Although the speaker directly tells us none of the literal details of his life, we know from the comparison to the steel drum that his life has been a difficult one of aimless, directionless drifting that is about to reach its end just as the drum has at last randomly washed up on a shore and is beached, rusting away uselessly as it is being buried by the beach sands, ironically surrounded by "compass grass" which suggests that only now in approaching death is its direction at last clear.
With an extended metaphor, the poet is often able to explore a number of connections between the metaphor and that which it represents, broadening and deepening the significance.
thanx
btw is ther a list of shakespeare's sonnets online somewher?
Sonnets etc.. :)
http://www.online-literature.com/shakespeare/
I know of several, but this one two conjoined poems by Robert Browning come to my mind (then again, if you notice the metaphors, you would understand why :p):
Quote:
Meeting At Night
I.
The grey sea and the long black land;
And the yellow half-moon large and low;
And the startled little waves that leap
In fiery ringlets from their sleep,
As I gain the cove with pushing prow,
And quench its speed i' the slushy sand.
II.
Then a mile of warm sea-scented beach;
Three fields to cross till a farm appears;
A tap at the pane, the quick sharp scratch
And blue spurt of a lighted match,
And a voice less loud, thro' its joys and fears,
Than the two hearts beating each to each!
Quote:
Parting At Morning
Round the cape of a sudden came the sea,
And the sun looked over the mountain's rim:
And straight was a path of gold for him,
And the need of a world of men for me.
thanx every1!
It's probably too late to help with your assignment, and you received many other good replies, but I'll add this recommendation anyway.

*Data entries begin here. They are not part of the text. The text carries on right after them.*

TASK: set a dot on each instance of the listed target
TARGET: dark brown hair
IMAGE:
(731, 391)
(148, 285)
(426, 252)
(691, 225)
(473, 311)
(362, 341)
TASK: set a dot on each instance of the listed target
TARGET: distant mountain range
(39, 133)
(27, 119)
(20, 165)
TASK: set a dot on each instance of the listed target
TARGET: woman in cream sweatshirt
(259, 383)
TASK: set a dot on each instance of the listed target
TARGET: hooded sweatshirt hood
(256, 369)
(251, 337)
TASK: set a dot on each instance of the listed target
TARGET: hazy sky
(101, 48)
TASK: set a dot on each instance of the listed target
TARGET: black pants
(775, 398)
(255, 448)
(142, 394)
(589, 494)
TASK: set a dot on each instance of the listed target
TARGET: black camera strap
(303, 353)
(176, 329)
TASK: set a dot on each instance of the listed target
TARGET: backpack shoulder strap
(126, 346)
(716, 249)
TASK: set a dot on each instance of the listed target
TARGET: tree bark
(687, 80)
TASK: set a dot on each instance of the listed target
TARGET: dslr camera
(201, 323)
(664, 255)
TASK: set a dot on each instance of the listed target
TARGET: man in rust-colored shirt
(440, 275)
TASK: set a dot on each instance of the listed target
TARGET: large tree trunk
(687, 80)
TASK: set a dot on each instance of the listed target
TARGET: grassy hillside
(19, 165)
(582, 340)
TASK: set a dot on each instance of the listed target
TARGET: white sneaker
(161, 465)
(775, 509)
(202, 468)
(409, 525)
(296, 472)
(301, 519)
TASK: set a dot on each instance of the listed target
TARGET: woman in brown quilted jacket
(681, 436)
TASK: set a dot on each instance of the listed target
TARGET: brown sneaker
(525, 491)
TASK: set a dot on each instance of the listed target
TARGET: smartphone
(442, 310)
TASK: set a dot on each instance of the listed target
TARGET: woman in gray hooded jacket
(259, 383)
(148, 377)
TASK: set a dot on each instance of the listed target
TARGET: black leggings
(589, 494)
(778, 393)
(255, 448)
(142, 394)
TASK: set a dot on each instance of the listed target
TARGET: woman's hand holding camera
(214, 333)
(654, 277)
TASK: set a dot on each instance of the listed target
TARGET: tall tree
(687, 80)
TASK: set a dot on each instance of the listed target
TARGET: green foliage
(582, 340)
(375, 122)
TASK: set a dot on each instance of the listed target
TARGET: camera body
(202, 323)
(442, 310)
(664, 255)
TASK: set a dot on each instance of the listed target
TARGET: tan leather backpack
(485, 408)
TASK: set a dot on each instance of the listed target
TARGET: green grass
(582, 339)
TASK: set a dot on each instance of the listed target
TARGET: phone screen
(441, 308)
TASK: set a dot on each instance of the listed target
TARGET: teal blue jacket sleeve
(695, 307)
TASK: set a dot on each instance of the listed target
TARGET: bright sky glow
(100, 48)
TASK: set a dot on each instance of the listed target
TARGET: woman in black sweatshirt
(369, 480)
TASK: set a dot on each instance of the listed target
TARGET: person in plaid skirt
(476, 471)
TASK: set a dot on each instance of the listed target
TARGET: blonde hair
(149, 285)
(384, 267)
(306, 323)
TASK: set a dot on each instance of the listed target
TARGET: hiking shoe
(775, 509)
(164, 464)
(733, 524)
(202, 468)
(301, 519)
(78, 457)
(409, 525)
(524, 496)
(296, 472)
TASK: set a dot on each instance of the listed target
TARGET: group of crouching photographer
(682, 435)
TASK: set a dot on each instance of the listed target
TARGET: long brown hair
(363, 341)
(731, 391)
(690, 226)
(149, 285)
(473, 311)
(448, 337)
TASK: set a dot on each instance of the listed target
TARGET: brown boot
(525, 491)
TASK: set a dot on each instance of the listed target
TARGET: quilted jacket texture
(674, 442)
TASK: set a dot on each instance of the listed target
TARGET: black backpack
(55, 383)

One of my favorite poems, which is a great example of an extended metaphor as well, is:
The Silken Tent
by Robert Frost
She is as in a field a silken tent
At midday when a sunny summer breeze
Has dried the dew and all its ropes relent,
So that in guys it gently sways at ease,
And its supporting central cedar pole,
That is its pinnacle to heavenward
And signifies the sureness of the soul,
Seems to owe naught to any single cord,
But strictly held by none, is loosely bound
By countless silken ties of love and thought
To everything on earth the compass round,
And only by one's going slightly taut
In the capriciousness of summer air
Is of the slightlest bondage made aware.
try this:
Langston Hughes’ “Harlem: A Dream Deferred”
What happens to a dream deferred?
Does it dry up
like a raisin in the sun
Or fester like a sore—
And then run?
Does it stink like rotten meat?
Or crust and sugar over—
Like a syrupy sweet?
Maybe it just sags
like a heavy load.
Or does it explode?
thank you
i have yet another assignment now (sigh) i have to choose any three poems and write about them. any suggestions? something really meaningful and descriptive would be good.